Antibodies and western blot analysis. The following antibodies were used: mouse monoclonal antibodies against acetylated-α-tubulin (Sigma-Aldrich), KIFC1 (M-63, Santa Cruz, CA), and β-actin (C4; Santa Cruz); and rabbit polyclonal antibody against pericentrin (Abcam). Western blotting was performed as previously described (11, 14). In brief, the proteins were separated by SDS-polyacrylamide gel electrophoresis, transferred to a polyvinylidene fluoride membrane, and incubated with the appropriate antibodies. The HRP-conjugated secondary antibody was detected by using the enhanced chemiluminescence detection system (Amersham Life Science, Piscataway, NJ, USA) and the bands were imaged by using the Amersham Imager 600 system (GE Healthcare).
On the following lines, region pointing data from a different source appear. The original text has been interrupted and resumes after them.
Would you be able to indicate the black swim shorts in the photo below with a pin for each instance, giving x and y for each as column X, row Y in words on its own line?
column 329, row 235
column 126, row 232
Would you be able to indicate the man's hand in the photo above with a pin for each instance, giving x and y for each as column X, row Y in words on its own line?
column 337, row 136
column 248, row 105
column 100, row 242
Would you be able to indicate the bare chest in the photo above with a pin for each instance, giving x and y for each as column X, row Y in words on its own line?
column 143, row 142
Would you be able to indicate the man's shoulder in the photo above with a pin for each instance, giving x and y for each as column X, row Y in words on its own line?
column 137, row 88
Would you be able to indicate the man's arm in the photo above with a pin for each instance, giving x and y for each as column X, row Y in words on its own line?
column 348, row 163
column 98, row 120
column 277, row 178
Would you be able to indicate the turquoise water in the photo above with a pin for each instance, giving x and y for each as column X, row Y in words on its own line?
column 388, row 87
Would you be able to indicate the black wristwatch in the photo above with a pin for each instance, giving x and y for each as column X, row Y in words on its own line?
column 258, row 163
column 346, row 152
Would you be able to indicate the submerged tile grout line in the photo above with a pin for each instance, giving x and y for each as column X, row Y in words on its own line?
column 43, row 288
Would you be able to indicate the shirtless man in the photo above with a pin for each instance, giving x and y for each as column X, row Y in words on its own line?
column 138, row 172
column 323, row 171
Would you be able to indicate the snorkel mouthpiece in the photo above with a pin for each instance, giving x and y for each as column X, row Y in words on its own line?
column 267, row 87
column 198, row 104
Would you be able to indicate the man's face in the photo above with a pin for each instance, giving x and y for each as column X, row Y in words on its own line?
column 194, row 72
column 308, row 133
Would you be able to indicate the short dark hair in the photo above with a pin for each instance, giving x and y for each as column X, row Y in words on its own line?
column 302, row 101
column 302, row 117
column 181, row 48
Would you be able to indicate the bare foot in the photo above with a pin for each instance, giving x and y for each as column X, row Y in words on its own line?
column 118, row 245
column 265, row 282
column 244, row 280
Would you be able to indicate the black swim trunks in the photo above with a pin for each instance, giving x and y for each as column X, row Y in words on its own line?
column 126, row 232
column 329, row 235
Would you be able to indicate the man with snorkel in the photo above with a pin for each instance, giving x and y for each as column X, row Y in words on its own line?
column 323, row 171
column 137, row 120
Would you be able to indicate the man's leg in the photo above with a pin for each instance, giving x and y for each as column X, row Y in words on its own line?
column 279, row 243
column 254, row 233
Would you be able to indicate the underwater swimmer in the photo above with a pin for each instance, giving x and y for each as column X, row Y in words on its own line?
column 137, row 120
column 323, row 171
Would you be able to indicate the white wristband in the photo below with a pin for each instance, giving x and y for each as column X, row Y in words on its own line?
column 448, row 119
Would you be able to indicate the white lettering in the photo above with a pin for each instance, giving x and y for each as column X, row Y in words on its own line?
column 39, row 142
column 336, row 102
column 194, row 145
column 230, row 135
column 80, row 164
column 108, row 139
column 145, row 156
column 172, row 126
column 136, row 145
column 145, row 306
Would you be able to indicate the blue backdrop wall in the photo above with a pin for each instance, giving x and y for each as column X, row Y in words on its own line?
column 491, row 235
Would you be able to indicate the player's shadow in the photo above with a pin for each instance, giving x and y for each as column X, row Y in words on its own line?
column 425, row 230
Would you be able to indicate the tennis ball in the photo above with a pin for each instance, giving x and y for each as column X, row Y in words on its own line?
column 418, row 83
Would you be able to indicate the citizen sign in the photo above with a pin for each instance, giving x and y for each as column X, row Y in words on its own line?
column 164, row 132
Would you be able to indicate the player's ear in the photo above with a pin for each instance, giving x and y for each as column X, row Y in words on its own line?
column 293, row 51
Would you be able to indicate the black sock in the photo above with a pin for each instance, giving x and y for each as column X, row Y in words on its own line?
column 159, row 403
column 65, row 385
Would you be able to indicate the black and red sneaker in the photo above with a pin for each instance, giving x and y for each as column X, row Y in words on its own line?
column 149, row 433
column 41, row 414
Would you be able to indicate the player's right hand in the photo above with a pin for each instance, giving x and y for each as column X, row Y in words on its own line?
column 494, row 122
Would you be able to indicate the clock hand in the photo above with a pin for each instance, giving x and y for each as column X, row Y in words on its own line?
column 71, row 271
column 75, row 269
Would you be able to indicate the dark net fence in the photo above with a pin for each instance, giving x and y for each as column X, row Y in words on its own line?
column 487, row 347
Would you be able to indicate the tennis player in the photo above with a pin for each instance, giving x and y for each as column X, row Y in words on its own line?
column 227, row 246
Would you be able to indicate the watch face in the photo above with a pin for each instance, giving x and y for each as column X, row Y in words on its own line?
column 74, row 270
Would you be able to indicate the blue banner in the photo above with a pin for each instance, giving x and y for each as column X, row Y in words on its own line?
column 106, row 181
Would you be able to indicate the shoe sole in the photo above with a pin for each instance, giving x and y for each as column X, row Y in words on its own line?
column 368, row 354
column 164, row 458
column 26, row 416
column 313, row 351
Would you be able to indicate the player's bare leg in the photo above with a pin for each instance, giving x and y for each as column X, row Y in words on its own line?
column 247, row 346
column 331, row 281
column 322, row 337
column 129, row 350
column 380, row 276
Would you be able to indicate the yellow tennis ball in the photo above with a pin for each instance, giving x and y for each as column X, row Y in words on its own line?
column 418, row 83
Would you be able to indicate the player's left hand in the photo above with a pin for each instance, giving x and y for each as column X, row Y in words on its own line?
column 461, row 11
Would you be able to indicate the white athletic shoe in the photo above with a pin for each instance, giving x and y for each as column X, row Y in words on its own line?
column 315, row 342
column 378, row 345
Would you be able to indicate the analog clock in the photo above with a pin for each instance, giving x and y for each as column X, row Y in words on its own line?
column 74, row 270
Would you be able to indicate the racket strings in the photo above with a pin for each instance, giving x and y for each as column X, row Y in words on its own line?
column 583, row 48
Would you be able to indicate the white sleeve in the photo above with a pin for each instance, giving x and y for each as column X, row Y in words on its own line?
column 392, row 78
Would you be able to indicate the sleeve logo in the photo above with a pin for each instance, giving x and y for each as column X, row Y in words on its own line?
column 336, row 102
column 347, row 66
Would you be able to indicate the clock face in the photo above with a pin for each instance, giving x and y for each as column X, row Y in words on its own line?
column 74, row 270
RNA interference. The following sequence was used for RNA interference: KIFC1, 5’-CUCUACGCUUUGCCUCCAA-3’ (Bioneer, Daejeon, Korea). Non-silencing siRNA (Bioneer) was used as the negative control. The siRNAs (20 nM KIFC1 siRNA for BT-549 cells or 50 nM KIFC1 siRNA for MDA-MB-231 cells) were transfected by using G-Fectin (Genolution, Seoul, Korea) in accordance with the manufacturer's protocol.
Statistical analysis. A two-tailed Student's t-test was performed to assess the differences between groups. p-Values of less than 0.05 were considered to be statistically significant. Statistical analyses were computed by Excel and XLSTAT softwares.
Results
Ionizing radiation induces centrosome amplification in breast cancer cells, but not in normal fibroblast cells. To examine the difference in radiation-induced centrosome amplification between cancer cells and normal cells, three breast cancer cell lines, MCF7, MDA-MB231, and BT-549, and two normal fibroblast cells, BJ and Hs68, were used. Irradiation effectively induced centrosome amplification (i.e., >2 pericentrin signals) in the three breast cancer cell lines (Figure 1A-C), whereas radiation-induced centrosome amplification was not observed in the two normal fibroblast cells lines (Figure 1D-F). Thus, these results suggested that irradiation preferentially induced centrosome amplification in breast cancer cells than in normal fibroblast cells.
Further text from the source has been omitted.